O que fizeram com ela?

O que estão fazendo com a gente?

Sei que você é profissional, Jefferson. Sei que você tem contas a pagar. Diferente do nosso clube, você paga suas contas. Mas eu te peço, por favor: seja cada vez mais amador e ame cada vez mais o Botafogo. Pelo menos alguém tem de amar esse clube lá dentro. E jogar por ele. Não o jogar na vala comum. Na várzea na pior acepção.

Eu sei que fiz errado em dar um cheque em branco aos cartolas antigamente. Hoje não se pode dar nem bom dia. Mas eu imploro: continue nos defendendo. Dê crédito a quem só tem débito.

Dizem que da nossa vida aí embaixo não se leva nada. Mas eu te digo, amigo: eu também estou aqui entre tantos Santos não porque eu sou Nilton, mas porque eu sou Botafogo.

Amor e dedicação não se cobram. Damos. Por isso estou aqui. Por isso consigo passar esta mensagem. Os que não têm, os que não tiveram, esses vão pro lugar onde estão nos mandando.

Só pra terminar, mais uma historinha que aconteceu comigo: quando parei de jogar, em 1964, muita gente teve a ideia de fazer um jogo de despedida com a renda inteira da partida sendo doada para mim. O que pensaram os dirigentes do clube na época: “vai parecer que a gente não pagou direitinho a ele durante a carreira…” E foi o que aconteceu. Eles não deram a renda para mim.

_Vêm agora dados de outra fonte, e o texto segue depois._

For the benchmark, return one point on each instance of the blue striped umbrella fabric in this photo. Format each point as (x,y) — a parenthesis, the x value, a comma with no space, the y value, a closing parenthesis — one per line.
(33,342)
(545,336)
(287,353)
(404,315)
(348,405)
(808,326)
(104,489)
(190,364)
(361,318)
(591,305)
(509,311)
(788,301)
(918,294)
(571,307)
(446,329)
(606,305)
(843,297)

Como você pode ver, Jefferson, o problema do nosso clube não é só da turma que está aí agora. Vem de longe…

Enfim, o pessoal do Botafogo tá mandando aquela força aqui de cima.

Deus mesmo diz que está mexendo uns pauzinhos.

E Ele jura por Ele mesmo que ainda acredita no Jobson.

Mas que Ele não tem o que fazer com as postagens do Sheik no Instagram.

Saudações.

Nilton.
 

*Texto publicado originalmente no blog do Mauro Beting, no portal Lancenet.